Dive Brief:
- Hygiene product manufacturer Kimberly-Clark has come on board at The Recycling Partnership, a Falls Church, VA-based collaboration that has set out to improve curbside recycling in the U.S., ultimately boosting the circular economy. In its support of sustainability, Kimberly-Clark uses recycled and recyclable materials to package its products — a few of which are Kleenex, Scott, Huggies, Pull-Ups, and Kotex.
- The Recycling Partnership provides recycling stakeholders with operational and technical support, community outreach methods, and it awards seed grants to communities.

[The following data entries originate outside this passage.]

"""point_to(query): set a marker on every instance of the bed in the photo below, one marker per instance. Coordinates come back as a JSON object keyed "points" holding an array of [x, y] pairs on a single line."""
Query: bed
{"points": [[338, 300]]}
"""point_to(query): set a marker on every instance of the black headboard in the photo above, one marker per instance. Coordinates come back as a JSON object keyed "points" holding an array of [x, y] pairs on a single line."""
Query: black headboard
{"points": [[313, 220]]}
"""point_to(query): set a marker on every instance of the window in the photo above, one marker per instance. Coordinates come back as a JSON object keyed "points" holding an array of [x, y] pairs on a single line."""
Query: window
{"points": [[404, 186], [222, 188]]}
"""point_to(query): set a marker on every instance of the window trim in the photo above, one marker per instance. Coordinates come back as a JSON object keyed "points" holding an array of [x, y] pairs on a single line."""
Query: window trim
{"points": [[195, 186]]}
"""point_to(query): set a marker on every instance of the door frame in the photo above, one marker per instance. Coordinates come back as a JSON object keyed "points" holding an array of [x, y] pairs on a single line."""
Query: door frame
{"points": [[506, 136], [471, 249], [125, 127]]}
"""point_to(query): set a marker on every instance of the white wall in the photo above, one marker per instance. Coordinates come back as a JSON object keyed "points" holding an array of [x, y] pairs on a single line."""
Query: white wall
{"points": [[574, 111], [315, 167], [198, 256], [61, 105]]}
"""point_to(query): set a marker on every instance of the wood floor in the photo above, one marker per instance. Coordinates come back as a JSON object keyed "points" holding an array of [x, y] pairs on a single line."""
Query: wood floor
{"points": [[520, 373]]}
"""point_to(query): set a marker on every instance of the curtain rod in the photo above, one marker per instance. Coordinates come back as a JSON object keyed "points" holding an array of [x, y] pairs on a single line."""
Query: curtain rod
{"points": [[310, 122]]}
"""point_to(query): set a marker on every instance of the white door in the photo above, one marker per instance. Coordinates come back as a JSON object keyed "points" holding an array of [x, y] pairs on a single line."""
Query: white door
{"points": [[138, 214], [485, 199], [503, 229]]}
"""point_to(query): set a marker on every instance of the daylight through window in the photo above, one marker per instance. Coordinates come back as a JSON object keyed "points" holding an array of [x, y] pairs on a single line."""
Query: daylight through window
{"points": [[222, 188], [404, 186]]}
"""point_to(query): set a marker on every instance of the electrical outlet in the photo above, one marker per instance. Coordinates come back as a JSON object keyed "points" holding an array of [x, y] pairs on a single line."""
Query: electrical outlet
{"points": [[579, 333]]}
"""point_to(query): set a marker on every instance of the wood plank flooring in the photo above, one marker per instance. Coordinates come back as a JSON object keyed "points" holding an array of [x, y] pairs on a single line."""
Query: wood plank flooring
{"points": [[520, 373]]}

- "Through Kimberly-Clark’s membership, we’re able to expand our reach to even more communities and households, which translates into added convenience for residents and increased tons of recovered material," said Recycling Partnership Director Keefe Harrison.
Dive Insight:
For a recycling program to take off, the community and its people have to buy into it, and there has to be operational mechanisms in place to run programs smoothly. The Recycling Partnership goes through municipalities to achieve these goals. On the operations end, the organization helps local governments improve their cart-based collections for efficient distributions. As far as the resident buy-in piece, they award grants for community education programs so residents know what to toss in the cart and, as importantly, see the payoff: greener living spaces and a healthier relationship with what they used to think of as trash.
Over the last two years, The Partnership has helped 72 communities to recycle, ultimately reaching 1.2 million U.S. households. The nonprofit promotes recycling with single-stream cart rollouts and other sustainability systems, which are projected to help recover 248,000 tons of recyclables and further impact carbon footprint by conserving 1.3 billion gallons of water and the equivalent of 568,000 metric tons of carbon dioxide.
The partnership is a good fit for Kimberly-Clark; "Sustainability is inherent to [our] mission and challenges us [to] innovate in ways that extend the life of product and packaging materials, and reduce the pressure on precious natural resources with the development of sustainable alternatives," said Lisa Morden, senior director of Global Sustainability for Kimberly-Clark.